互いに同意した成人間の営利的な性行為を犯罪とする動きは、カナダだけではない。120以上の国で風俗の営業や勧誘は犯罪で、うち13カ国はカナダ同様に性的サービスを受けるのも犯罪だ。8カ国ではコンドームの所有を風俗営業の証拠と見なし、罰することができる。
欧州は21歳以下からの性的サービスを違法化
フランス上院議会が同種の法案を否決したが、ほかの欧州諸国は法令化を進めている。欧州議会は、21歳以下のいかなる者からも性的サービスを受けることは違法とする議案を2月に可決した。

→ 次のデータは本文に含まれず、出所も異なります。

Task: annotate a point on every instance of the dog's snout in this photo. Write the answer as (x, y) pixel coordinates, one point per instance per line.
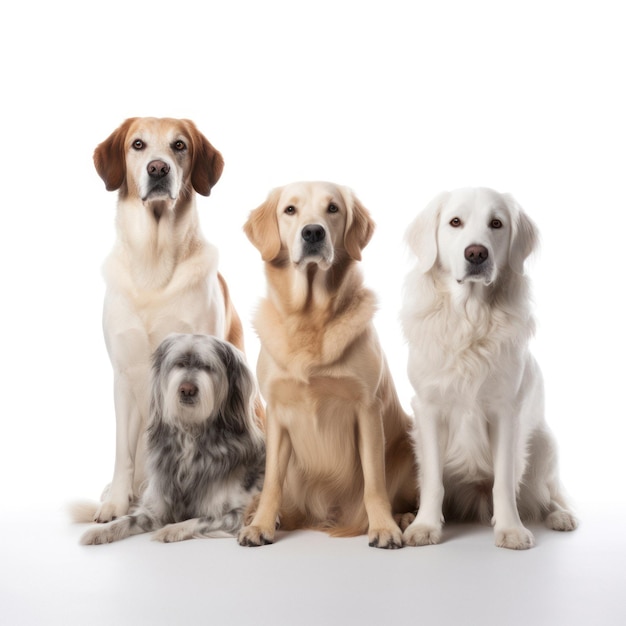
(313, 233)
(158, 169)
(476, 254)
(187, 390)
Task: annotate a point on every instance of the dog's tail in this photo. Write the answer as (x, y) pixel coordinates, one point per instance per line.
(83, 512)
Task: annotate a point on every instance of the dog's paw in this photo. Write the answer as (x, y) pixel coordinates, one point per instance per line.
(404, 520)
(385, 538)
(253, 536)
(171, 534)
(110, 510)
(98, 536)
(517, 538)
(422, 535)
(561, 520)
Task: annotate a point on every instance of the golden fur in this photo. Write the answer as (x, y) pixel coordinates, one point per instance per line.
(339, 455)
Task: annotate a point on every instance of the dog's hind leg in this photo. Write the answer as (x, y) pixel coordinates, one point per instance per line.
(119, 529)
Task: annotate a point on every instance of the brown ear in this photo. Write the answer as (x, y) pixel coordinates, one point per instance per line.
(359, 226)
(262, 227)
(110, 157)
(207, 162)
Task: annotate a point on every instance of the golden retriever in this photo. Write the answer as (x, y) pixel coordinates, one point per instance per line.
(339, 454)
(484, 448)
(161, 276)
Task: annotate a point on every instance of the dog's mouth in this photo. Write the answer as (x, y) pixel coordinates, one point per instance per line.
(159, 191)
(477, 274)
(188, 394)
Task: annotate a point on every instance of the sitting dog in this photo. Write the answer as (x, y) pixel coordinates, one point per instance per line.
(205, 452)
(484, 448)
(161, 277)
(339, 453)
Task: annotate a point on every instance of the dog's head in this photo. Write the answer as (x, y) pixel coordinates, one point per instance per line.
(198, 379)
(158, 159)
(472, 235)
(310, 222)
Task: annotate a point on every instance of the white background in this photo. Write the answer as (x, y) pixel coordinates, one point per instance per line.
(398, 100)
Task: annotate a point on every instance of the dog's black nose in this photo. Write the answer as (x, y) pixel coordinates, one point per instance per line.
(312, 233)
(158, 169)
(187, 390)
(476, 254)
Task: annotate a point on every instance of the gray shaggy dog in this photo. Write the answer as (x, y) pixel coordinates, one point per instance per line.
(205, 451)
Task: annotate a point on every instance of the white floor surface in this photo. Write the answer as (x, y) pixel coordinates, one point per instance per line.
(305, 578)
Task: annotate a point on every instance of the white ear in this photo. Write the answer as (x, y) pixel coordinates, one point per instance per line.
(524, 236)
(421, 235)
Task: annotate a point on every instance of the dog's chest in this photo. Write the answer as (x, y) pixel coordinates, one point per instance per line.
(194, 476)
(465, 440)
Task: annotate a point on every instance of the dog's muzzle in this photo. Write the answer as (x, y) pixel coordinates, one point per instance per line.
(187, 393)
(313, 239)
(478, 265)
(159, 181)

こうした法令の影響は大きい。世界54カ国対象の調査では、各国の最大14%の男性が、また平均では9~10%に当たる男性が過去1年以内に性的行為に対して金銭を支払ったことがある。また、売春をしている女性の比率はかなり低い。
売買春の規制や禁止は以前から行われている。宗教的あるいは文化的に禁止して性的な行為をコントロールする試みは数千年にわたって行われてきた。しかしながら、時の経過とともに性的行為で許されること、時、場所、そして相手の概念は変わり、権力者の裁量にもよった。

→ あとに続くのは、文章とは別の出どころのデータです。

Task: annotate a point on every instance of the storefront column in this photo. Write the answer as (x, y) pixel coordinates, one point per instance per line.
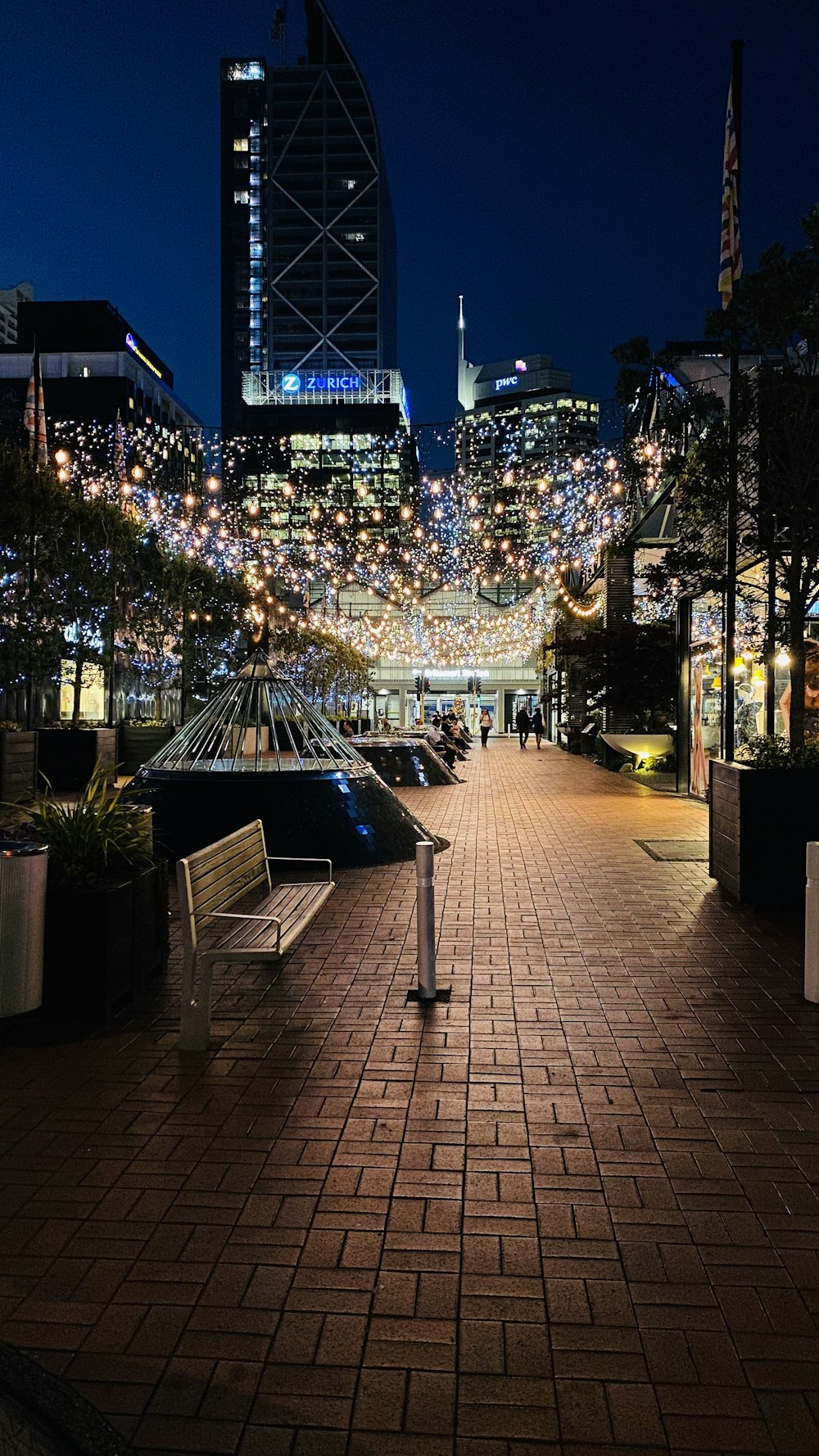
(618, 610)
(684, 694)
(771, 651)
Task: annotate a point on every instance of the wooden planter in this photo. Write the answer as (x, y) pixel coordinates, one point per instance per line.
(18, 766)
(104, 947)
(759, 821)
(138, 744)
(69, 756)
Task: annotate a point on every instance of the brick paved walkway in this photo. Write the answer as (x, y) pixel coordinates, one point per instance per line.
(572, 1212)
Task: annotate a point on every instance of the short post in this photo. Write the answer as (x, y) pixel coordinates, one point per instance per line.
(426, 918)
(812, 924)
(426, 925)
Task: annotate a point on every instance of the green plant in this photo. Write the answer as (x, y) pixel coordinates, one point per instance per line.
(777, 753)
(95, 840)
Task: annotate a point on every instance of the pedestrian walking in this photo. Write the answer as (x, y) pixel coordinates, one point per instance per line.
(523, 724)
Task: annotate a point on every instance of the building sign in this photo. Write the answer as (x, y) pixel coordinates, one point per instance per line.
(143, 359)
(321, 383)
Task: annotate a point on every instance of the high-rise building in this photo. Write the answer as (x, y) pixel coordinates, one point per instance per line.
(314, 409)
(99, 373)
(521, 423)
(308, 239)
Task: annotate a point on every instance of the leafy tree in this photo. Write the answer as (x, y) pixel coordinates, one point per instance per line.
(630, 670)
(323, 666)
(183, 617)
(776, 316)
(88, 565)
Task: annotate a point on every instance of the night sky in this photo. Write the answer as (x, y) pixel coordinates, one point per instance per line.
(560, 166)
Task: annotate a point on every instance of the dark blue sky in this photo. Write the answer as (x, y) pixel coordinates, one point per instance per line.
(559, 165)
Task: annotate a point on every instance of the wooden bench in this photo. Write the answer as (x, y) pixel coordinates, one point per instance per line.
(211, 883)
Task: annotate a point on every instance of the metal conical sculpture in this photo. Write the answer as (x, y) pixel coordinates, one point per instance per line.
(261, 750)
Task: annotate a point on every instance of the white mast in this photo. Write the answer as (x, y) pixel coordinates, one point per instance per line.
(467, 373)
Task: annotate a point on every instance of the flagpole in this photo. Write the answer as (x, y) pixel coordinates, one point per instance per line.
(732, 511)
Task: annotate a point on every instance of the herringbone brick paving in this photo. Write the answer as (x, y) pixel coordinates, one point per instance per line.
(573, 1210)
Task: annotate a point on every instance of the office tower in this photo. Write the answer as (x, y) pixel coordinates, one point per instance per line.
(99, 374)
(314, 411)
(521, 424)
(308, 239)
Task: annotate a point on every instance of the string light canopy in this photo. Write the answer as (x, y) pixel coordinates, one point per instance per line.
(416, 635)
(461, 535)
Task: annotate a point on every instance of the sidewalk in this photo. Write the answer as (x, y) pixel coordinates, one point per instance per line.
(572, 1212)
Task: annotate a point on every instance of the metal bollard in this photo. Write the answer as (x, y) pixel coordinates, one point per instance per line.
(812, 924)
(426, 925)
(426, 918)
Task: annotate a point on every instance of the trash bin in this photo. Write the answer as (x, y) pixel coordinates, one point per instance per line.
(22, 916)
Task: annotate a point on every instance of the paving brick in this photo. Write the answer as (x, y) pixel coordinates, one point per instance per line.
(577, 1206)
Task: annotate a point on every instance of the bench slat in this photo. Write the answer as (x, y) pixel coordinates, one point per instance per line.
(257, 941)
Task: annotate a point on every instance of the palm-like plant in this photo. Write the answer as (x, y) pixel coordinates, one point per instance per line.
(97, 839)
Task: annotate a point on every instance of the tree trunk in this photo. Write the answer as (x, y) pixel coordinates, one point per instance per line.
(796, 668)
(79, 664)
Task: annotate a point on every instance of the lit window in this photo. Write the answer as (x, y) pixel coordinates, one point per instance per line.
(245, 72)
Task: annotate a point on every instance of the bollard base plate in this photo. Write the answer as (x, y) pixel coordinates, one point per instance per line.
(442, 995)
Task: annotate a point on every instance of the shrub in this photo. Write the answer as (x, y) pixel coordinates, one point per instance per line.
(777, 753)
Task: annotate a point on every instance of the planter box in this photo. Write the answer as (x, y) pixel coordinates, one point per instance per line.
(759, 821)
(18, 767)
(138, 744)
(102, 947)
(69, 756)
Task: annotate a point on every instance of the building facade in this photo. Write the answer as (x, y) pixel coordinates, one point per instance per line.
(98, 374)
(308, 239)
(11, 301)
(314, 411)
(521, 424)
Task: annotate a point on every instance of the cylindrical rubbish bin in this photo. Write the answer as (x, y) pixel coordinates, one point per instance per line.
(22, 916)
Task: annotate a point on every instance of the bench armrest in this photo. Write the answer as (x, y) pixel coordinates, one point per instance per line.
(301, 859)
(237, 915)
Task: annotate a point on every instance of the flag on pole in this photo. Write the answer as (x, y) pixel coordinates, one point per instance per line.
(731, 249)
(34, 415)
(29, 415)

その結果、性的行為を統治する法令は人間の性的傾向そのものと変わらないくらい多様になっている。多くの国が婚外性交を禁じている。さらに20カ国以上で、同意した成人間の婚前性行為も禁止している。一方、少なくとも34カ国で20歳未満の若者の婚姻は認められず、1カ国では29歳にならないと結婚できない。逆に50カ国以上では両親が同意さえすれば、当人の意志にかかわらず15歳以下の女性を嫁がせることができる。